CODEWITHSUNDEEP
c++pointerssyntax
Klitschko
Klitschko

Reputation: 81

What does "*ptrInt ++" do?

I'm implementing a template pointer wrapper similar in functionaltiy to boost::shared_ptr.

I have a pointer to an integer ptrInt.

What I want to do: Increment the integer ptrInt points to.

My initial code was this: *ptrInt ++;, although I also tried the same using (*ptrInt) ++;

Apparently, however, this doesn't seem to do what I expected it to. In the end I got it working using *ptrInt += 1;, however I'm asking myself:

Upvotes: 8

Views: 418

Answers (8)

Frigo
Frigo

Reputation: 1724

(*ptr)++ should do it, unless you are using its value right away. Use ++*ptr then, which is equivalent to ++(*ptr) due to right-to-left associativity.

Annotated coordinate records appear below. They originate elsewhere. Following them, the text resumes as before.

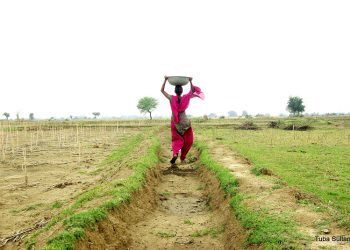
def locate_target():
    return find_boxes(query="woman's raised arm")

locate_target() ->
[160,76,171,100]
[190,77,195,94]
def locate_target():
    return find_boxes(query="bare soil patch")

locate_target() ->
[77,137,244,249]
[0,128,139,249]
[204,141,350,249]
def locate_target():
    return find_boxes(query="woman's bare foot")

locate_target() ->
[170,154,178,164]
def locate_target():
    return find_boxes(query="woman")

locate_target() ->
[161,76,204,164]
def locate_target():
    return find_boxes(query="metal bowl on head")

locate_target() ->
[168,76,190,86]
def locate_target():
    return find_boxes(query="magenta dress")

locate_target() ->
[170,86,204,160]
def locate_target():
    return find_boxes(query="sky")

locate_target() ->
[0,0,350,118]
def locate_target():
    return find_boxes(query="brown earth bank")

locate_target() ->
[77,142,245,249]
[206,138,350,249]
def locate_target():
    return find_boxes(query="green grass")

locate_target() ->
[195,140,305,249]
[200,127,350,229]
[191,225,225,238]
[184,220,194,225]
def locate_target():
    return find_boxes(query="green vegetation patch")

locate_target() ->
[195,140,305,249]
[198,127,350,223]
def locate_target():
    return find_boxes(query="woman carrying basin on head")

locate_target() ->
[161,76,204,164]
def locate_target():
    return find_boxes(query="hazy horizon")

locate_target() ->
[0,0,350,119]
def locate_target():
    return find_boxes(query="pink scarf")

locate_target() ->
[170,86,204,124]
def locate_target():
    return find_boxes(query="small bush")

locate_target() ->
[238,121,259,130]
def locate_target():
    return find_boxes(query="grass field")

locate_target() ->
[0,117,350,249]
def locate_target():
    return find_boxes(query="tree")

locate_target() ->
[92,112,101,119]
[287,96,305,116]
[2,112,10,120]
[137,96,158,120]
[227,110,237,117]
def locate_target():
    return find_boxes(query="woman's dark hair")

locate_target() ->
[175,85,183,95]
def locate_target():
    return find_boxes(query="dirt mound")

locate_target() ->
[284,124,313,131]
[238,122,259,130]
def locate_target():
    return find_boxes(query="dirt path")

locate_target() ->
[128,142,225,249]
[202,141,350,249]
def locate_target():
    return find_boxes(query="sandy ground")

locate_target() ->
[202,138,350,249]
[0,128,133,244]
[77,137,245,250]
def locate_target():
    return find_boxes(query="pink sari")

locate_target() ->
[170,86,204,160]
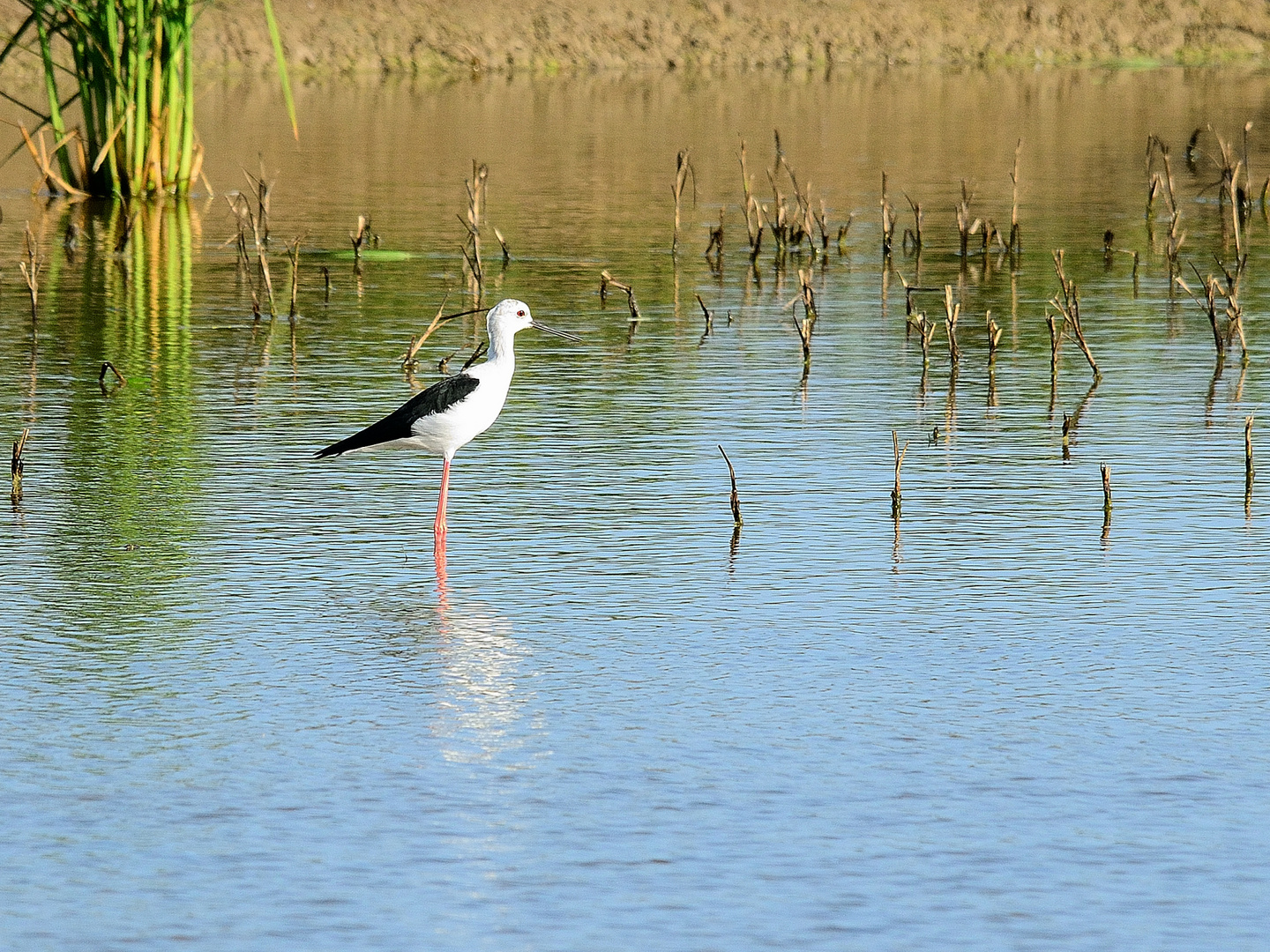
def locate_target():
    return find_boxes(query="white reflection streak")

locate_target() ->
[432,550,529,762]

On a side note, here is my smart pointer implementation, perhaps it can help you in writing your own.

Upvotes: 1

kilotaras
kilotaras

Reputation: 1419

*ptrInt ++ will

  1. increment ptrInt by 1

  2. dereference old value of ptrInt

and (*ptrInt) ++ as well as *ptrInt += 1 will do what you want.

See Operator Precedence.

Upvotes: 3

liaK
liaK

Reputation: 11648

The more elegant way is whatever you tried before. i.e (*ptrInt) ++;

Since, you aren't satisfied with that, it might be because of the post - increment.

Say, std::cout<<(*ptrInt) ++; would have shown you the un-incremented value.

So, try giving ++(*ptrInt); which might behave as you expected.

Upvotes: 0

Antti
Antti

Reputation: 12479

You want (*ptrInt)++, which increments the object, which generally does the same as *ptrInt += 1. Maybe you have overloaded the += operator, but not the ++ operators (postfix and prefix increment operators)?

Upvotes: 0

Andrei
Andrei

Reputation: 5005

The expression is evaluated using the rules for operator precedence.

The postfix version of ++ (the one where ++ comes after the variable) has a higher precedence than the * operator (indirection).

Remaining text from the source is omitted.